Vom Braten, lockend duftend dort, nimmt niemand einen Bissen.
Die Knappen, starr vor Staunen, wagen kaum einmal zu atmen.
Es ist so still im Saal, ein Mäuslein könnt' man huschen hören.

*.

Die weihevolle Andacht währt noch eine ganze Weile,
bis eintritt Frau Ottilie, Dietrichs Weib. Die Schar erbleicht.
Die Holde fragt gefährlich sanft, warum der Mannen keiner
die Stiefel vor der Tür zu lassen nötig hätt befunden,
der Boden sei just heut gekehrt, der Ahnensaal geputzt!
Und außerdem, was hätt der Honigwein denn hier zu suchen?
Ihr Dietrich wisse doch, sie dulde keinen Alkohol
im Schloss, und überhaupt, wer hätte diesen Trunk erlaubt?
Dann fügt sie, die Gemahlin, leis', ganz leise noch hinzu,
sie wolle nun zu Bett, und weh dem Herrn, den sie noch hier,
nicht länger als bis drei gezählt, in ihrem Schlosse sehe:
sie werde flugs und höchst persönlich geben ihm Geleit.

*

Bei diesen Worten packt die tapf'ren Krieger kalter Graus.
Sie springen, Schild und Schwert vergessend, auf und hasten fort,
die Rüstung und den Rest der Waffen lassen sie am Ort.
Sie laufen schnell, als sei der Teufel hinter ihnen her.
Nur Dietrich bleibt allein zurück und ist vor Schrecken stumm.
Der Gattin folgt er langsam, taumelnd, in das Schlafgemach.

*

In sicherer Entfernung stockt der Helden wilder Lauf..
Sie stehn und gaffen, langsam weicht der Schrecken. Mancher flucht.
Ein Edelknabe späht vom Schlosse her zu ihnen hin,
sein Name, Edgar, ist verbürgt, genau wie sein Bericht.
Er sieht, wie jener Ritter seine große Eisenfaust
gar dräuend und wüst schreiend hebt gen Himmel, Edgar schwört's.
Und Götzens Ruf noch klar im Ohr, diktiert dem Schreiber er
des Ritters Worte, klassisch füglich wohl schon jetzt zu nennen:
'Sie aber, sag's ihr, sie könne mich im Arsche lecken!' (*)

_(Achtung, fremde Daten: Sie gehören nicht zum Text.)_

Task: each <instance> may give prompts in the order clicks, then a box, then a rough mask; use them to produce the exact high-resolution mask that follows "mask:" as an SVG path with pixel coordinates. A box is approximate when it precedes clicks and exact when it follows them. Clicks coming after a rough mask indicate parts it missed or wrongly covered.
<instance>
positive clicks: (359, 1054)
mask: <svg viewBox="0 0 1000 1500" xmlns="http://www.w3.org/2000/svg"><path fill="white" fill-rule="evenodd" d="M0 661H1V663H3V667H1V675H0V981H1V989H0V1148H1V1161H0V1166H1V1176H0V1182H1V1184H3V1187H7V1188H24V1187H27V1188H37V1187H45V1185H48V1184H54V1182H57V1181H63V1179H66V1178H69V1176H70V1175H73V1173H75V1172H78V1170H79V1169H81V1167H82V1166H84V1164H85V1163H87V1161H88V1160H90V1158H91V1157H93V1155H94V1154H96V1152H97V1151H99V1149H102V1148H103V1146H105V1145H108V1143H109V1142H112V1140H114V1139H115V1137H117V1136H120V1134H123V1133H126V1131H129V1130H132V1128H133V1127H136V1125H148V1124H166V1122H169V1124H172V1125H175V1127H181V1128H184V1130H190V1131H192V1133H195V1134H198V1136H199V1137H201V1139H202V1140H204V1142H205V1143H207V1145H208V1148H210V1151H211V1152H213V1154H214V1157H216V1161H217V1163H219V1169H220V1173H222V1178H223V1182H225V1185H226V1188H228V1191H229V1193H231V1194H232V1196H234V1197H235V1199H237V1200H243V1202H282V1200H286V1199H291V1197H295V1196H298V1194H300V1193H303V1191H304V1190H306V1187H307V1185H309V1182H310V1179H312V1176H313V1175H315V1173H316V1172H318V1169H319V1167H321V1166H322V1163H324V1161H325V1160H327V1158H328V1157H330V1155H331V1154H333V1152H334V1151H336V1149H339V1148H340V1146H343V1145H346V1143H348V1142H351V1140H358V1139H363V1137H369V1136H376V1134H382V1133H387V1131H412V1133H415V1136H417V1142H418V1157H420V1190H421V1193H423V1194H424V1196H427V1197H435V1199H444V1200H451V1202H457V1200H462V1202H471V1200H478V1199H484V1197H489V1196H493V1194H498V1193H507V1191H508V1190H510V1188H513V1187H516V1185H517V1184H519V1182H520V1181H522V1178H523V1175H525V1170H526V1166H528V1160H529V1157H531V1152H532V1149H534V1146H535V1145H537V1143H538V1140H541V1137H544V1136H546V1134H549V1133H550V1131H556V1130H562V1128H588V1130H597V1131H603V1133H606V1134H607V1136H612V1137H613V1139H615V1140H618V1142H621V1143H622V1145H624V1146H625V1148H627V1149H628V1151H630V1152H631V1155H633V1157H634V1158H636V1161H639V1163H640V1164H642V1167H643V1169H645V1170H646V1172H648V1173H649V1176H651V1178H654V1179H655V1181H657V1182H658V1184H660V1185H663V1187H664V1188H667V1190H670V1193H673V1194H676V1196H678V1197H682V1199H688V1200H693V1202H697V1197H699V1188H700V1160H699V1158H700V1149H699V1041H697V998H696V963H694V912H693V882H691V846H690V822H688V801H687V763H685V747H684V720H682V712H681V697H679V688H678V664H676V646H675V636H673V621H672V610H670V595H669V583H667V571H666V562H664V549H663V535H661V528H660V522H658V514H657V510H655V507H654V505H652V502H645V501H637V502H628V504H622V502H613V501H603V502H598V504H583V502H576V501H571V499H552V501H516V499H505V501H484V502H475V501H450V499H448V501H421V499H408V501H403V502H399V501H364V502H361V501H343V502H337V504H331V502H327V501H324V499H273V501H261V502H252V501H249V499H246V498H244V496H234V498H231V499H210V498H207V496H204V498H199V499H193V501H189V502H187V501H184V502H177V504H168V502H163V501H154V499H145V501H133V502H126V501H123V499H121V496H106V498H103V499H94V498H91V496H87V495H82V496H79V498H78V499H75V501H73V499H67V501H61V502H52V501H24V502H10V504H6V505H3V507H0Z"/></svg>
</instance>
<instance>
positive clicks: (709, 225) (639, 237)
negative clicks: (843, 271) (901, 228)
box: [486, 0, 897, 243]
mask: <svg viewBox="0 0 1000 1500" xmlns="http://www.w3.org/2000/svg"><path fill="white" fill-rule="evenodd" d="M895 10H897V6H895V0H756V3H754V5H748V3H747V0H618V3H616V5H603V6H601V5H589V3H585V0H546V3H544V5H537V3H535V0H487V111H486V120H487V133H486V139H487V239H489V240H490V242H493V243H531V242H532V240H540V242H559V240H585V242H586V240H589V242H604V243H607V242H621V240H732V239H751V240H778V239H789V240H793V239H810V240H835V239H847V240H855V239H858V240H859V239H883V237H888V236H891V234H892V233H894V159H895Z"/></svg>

(*)Der vorstehende Bericht geht auf eine unlängst entdeckte alte Handschrift zurück, deren Echtheit Experten zufolge außer Zweifel steht. Endlich herrscht Klarheit über das schon immer als ungesichert geltende Zitat und dessen genauen historischen Kontext in Goethes Schauspiel. Wir wissen jetzt, wem Götz von Berlichingens Ausspruch galt: ein sensationeller Fund!